If consumers were entirely logical creatures, the relative danger inherent in transporting oil by train would increase support for oil pipelines. But people don't form opinions in a vacuum.
You can't blame a rural American landowner for being uneasy about the construction of an oil pipeline in his or her backyard. You also can't blame Canadians for being unenthusiastic about the prospect of oil pipes replacing gas pipes near their communities.
As the Otterburne fireball demonstrated on Saturday, the environmental aftermath of a natural gas pipeline rupture is limited to the short-term combustion of methane and a scar on the landscape afterward. Similar craters were created by TransCanada gas pipeline explosions outside Brookdale, Man., in 2002, on the bottom of the La Salle River near St.

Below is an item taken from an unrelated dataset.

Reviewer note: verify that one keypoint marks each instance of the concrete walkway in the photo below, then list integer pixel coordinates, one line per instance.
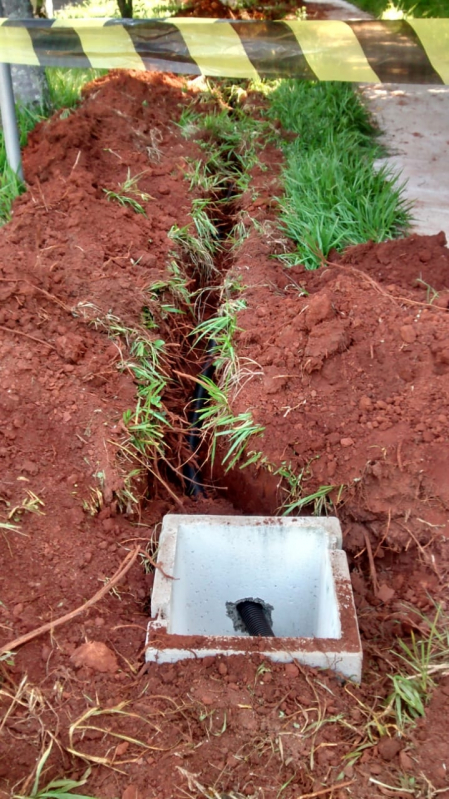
(415, 121)
(415, 124)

Norbert in 1996 and near Rapid City, Man., in 1995.
But when oil pipelines rupture, the spills can take days to subside and weeks, even months to clean up.
Natural gas winds up in the atmosphere, where it merely adds to the considerable load of greenhouse gases slowly messing up worldwide climatic patterns. Oil winds up in our soil and watersheds, where the damage is far more visible and more difficult to remediate.
What this means is a gas explosion does two very different things, in terms of public relations, neither of them great for TransCanada.
On one hand, it serves as a reminder that any mode of oil and gas transportation poses a potential danger. On the other, it reminds people living along natural gas pipelines they're probably better off than people living alongside oil pipelines.
The challenge for a company such as TransCanada is to convince Canadians and Americans alike it will spare no expense in ensuring the safety of any new oil pipeline. Selling consumers on the necessity of moving the oil -- either to benefit the North American economy or to reduce reliance on Middle Eastern oil -- simply will not work when people are freaked out about their safety.
In theory, consumers would pay more for domestic oil if they knew the money would be reinvested in safety and security measures. But the same consumers would also pay for alternative energy sources if they knew they had no choice but to spend more money anyway.
Getting oil off trains is a laudable goal. But that goal isn't realistic if nobody is willing to accept new pipelines.